Having spent many years studying malaria at the Liverpool School of Tropical Medicine, Britain, Dr Balbir believed in academia with a focus – and his focus was malaria, although mostly involving human malarias.

His research, however, is one of the main reasons we now know that the biggest contributor of Malaysia’s hospitalised malaria cases is not human malaria, but P. knowlesi.

In 1999, he and his wife Dr Janet Cox-Singh started work at the Faculty of Medicine & Health Sciences, Universiti Malaysia Sarawak (Unimas). While trawling data to get acquainted with malaria transmission dynamics in Sarawak, they noticed an anomaly, and decided to investigate.

This was the problem: in Kapit, a relatively inaccessible town on the banks of the Rajang river in Sarawak’s vast Kapit division, people were being hospitalised for P. malariae.

This was strange for two reasons. One, P. malariae symptoms are mild, hospitalisations are very unusual. And two, very few of the patients were children – usually the most vulnerable to severe infections through a lack of acquired immunity. Dr Balbir was baffled why 95% of the cases reported involved adults.

So Dr Balbir packed his bags and went to Kapit, drawing blood samples from sick patients at the hospital.

Under the microscope, the plasmodia did indeed look like P. malariae. But when Dr Balbir turned to DNA-based detection, the plot thickened. The samples tested negative for any of the four parasites known to infect humans – P. malariae, P. falciparum, P. vivax and P. ovale – but tested positive for .

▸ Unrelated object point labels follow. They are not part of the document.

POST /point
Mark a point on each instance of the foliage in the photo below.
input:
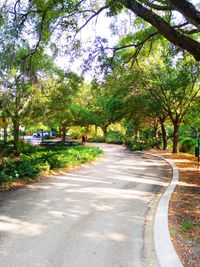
(114, 137)
(35, 161)
(188, 144)
(186, 226)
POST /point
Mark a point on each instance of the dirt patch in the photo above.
(184, 209)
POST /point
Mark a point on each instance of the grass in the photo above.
(37, 161)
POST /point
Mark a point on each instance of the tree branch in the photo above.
(164, 28)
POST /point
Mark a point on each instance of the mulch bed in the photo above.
(184, 209)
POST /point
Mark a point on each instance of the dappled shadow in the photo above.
(91, 209)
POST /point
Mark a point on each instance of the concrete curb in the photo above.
(165, 252)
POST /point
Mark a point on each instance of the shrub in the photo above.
(31, 165)
(114, 137)
(187, 144)
(141, 145)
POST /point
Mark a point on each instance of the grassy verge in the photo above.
(35, 162)
(184, 210)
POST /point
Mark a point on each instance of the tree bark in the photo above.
(176, 125)
(137, 134)
(105, 131)
(95, 130)
(5, 134)
(164, 134)
(64, 132)
(171, 34)
(16, 135)
(188, 10)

In other words, it was malaria all right – just not a form of human malaria.

Eventually, when he ran the DNA sequence information gathered from his team’s research through the DNA database, P. knowlesi showed up as a complete match.

Pandora’s Box

That moment determined the course of Dr Balbir and Dr Cox-Singh’s research for the next decade, and beyond. It has also put Malaysia at the forefront of investigations into P. knowlesi. Their team at the Malaria Research Centre at Unimas developed a molecular detection test for the parasite, and launched a study. They travelled to hospitals scattered throughout Sarawak, as well as longhouses in the interior, in order to find out how widespread the disease was.

Four years, two hundred patients and one publication in leading medical journal The Lancet later, the world was in for a surprise: a fifth human malaria had emerged on the scene.

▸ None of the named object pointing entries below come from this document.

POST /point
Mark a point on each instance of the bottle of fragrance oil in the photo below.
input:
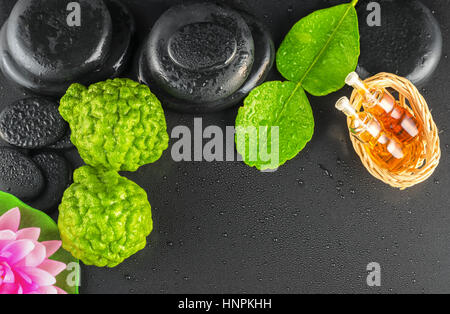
(385, 150)
(396, 120)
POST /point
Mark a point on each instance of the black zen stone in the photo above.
(408, 42)
(19, 175)
(43, 53)
(64, 143)
(58, 176)
(205, 57)
(32, 123)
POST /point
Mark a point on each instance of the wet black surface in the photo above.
(189, 69)
(58, 177)
(32, 123)
(408, 42)
(37, 43)
(312, 226)
(19, 175)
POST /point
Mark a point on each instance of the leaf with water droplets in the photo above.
(274, 104)
(321, 49)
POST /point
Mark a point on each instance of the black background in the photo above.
(311, 227)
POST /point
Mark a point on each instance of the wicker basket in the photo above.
(432, 153)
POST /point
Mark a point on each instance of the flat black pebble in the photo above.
(408, 42)
(32, 123)
(42, 52)
(19, 175)
(206, 49)
(58, 176)
(199, 52)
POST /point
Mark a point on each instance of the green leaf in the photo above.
(31, 217)
(273, 104)
(321, 49)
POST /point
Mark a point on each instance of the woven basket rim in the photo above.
(429, 160)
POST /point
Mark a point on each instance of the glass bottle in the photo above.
(396, 120)
(385, 150)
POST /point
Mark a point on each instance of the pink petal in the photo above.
(60, 291)
(52, 247)
(10, 220)
(7, 235)
(54, 268)
(17, 250)
(39, 276)
(34, 258)
(47, 290)
(29, 233)
(9, 288)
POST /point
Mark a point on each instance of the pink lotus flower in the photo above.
(24, 264)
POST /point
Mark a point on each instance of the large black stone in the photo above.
(32, 123)
(19, 175)
(408, 42)
(58, 176)
(205, 57)
(41, 52)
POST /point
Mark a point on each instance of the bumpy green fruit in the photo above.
(117, 124)
(104, 218)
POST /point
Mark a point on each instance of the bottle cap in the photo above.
(344, 105)
(352, 79)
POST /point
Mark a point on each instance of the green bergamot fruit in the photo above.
(104, 218)
(117, 124)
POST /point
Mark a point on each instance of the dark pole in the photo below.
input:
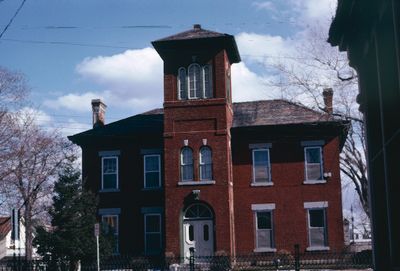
(191, 259)
(296, 257)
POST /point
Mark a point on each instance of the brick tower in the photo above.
(197, 142)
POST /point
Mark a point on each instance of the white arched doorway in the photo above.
(198, 230)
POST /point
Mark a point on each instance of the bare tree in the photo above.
(30, 156)
(13, 93)
(35, 157)
(315, 65)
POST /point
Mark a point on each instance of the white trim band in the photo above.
(315, 204)
(263, 206)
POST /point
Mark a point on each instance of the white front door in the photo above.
(199, 235)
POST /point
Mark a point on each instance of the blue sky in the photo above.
(72, 50)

Of all the malaria cases observed in the Kapit division, 58% were caused by the simian or monkey malaria P. knowlesi.

Once the news emerged, cases began popping up all over South-East Asia, in areas that are home to both its macaque hosts and Anopheles mosquito vectors. The team published a second study in 2008, which showed that P. knowlesi was not restricted to Sarawak either; cases have been confirmed in Sabah and Pahang too. More importantly, the medical community took notice when they reported that P. knowlesi could lead to fatal infections.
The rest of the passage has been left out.